Fontes do direito notarial e registral (vigésima-quinta parte)

Des. Ricardo Dip

          Dando sequência ao exame do tema dos «costumes» como fonte do direito em geral e, em particular, fonte do direito notarial e registral, passemos agora a tratar dos elementos essenciais do costume.

         Pois bem, embora possa dizer-se pacífica a admissão do uso na essência do costume, não se pode a mesma coisa dizer quanto ao tema do elemento subjetivo, a opinio iuris vel necessitatis, que, no entanto, foi a posição dominante no direito romano, nas Partidas de Alfonso X e no mais longevo direito canônico.

         O uso pode conceituar-se a repetição frequente de atos semelhantes. Para o que nos interessa, ou seja, o uso social, que compreende o uso jurídico, é ele a reiteração comunitária frequente de atos similares. Pode falar-se aí em uma prática social reiterada e uniforme.

         Não há costume, sem uso. Então, o uso é elemento essencial do costume.

         Todavia, pergunta-se: bastaria uma prática social frequentemente repetida para se ter já o costume? No sentido afirmativo, concebeu-se uma teoria −chamada objetiva ou material− que teve como um dos grandes líderes Francesco Ferrara (1810-1900), para quem o costume não necessita de um elemento psicológico, sendo suficiente extrair da esfera factual seu conteúdo normativo.

         Em contraposição, a escola histórica sustentava a necessidade da convicção jurídica da obrigatoriedade e da coatividade do uso social. Isso muito se acerca da teoria subjetiva do consentimento do povo −que já se disse acima, correspondia à doutrina dominante em Roma.    

         De maneira mais recente, acolhendo embora a tese de que, para reconhecer-se o costume, ao uso social deve adicionar-se um elemento espiritual ou psicológico, formou-se uma corrente que se apoia num dado que tem por essencial: o consentimento do legislador. Ou seja: o uso social seria só uma espécie de petição do povo −manifestada pelo mesmo uso− e o acolhimento da matéria desse uso por parte do legislador. O Código de direito canônico de 1917 −é dizer, anterior ao vigente, que é de 1983− acolheu essa teoria em seu cânon 25: «O costume só adquire na Igreja força de lei em virtude do consentimento do Superior eclesiástico competente».

         Sem recusar a perseverança de uma controvérsia que não parece ter fim, inclino-me a aceitar a tese que vinha já do direito romano: a opinio iuris vel necessitatis é elemento essencial do costume, despiciendo o consentimento do legislador.

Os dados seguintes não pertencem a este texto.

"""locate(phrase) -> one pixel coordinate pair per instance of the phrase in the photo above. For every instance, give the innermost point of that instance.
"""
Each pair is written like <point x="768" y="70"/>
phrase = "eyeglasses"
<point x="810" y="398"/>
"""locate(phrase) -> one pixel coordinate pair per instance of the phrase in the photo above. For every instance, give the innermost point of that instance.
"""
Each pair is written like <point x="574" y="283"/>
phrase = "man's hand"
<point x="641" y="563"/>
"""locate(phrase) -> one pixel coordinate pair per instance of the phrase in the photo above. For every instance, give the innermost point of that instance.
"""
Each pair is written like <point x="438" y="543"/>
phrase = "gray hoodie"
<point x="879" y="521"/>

         A meu ver, pois, não basta o uso social para que se caracterize o costume. Bastaria lembrar de usos comunitários que não têm relevância para o direito. José de Oliveira Ascensão lembrou, a propósito, da prática, em Portugal, do folar da Páscoa, bolo que é da tradição lusitana, mas cujas fabricação e oferta não importam numa regra jurídica.

         Observou esse grande jurista português que a só circunstância de se ter de distinguir entre usos jurídicos e não jurídicos é bastante para reconhecer a necessidade de um elemento a mais: a consciência, mais ou menos precisa, da obrigatoriedade do uso.

         Trata-se aí da convicção da obrigatoriedade de uma dada prática: a experiência do respeito às filas é um fato notório de uma convicção de obrigatoriedade, pode dizer-se universal.          Queria lembrar-lhes aqui de uma prática que eu, em 2003, ignorava estivesse em vigor em Moscou, razão pela qual fui mesmo advertido por algumas pessoas: a preferência de passagem nas escadas rolantes.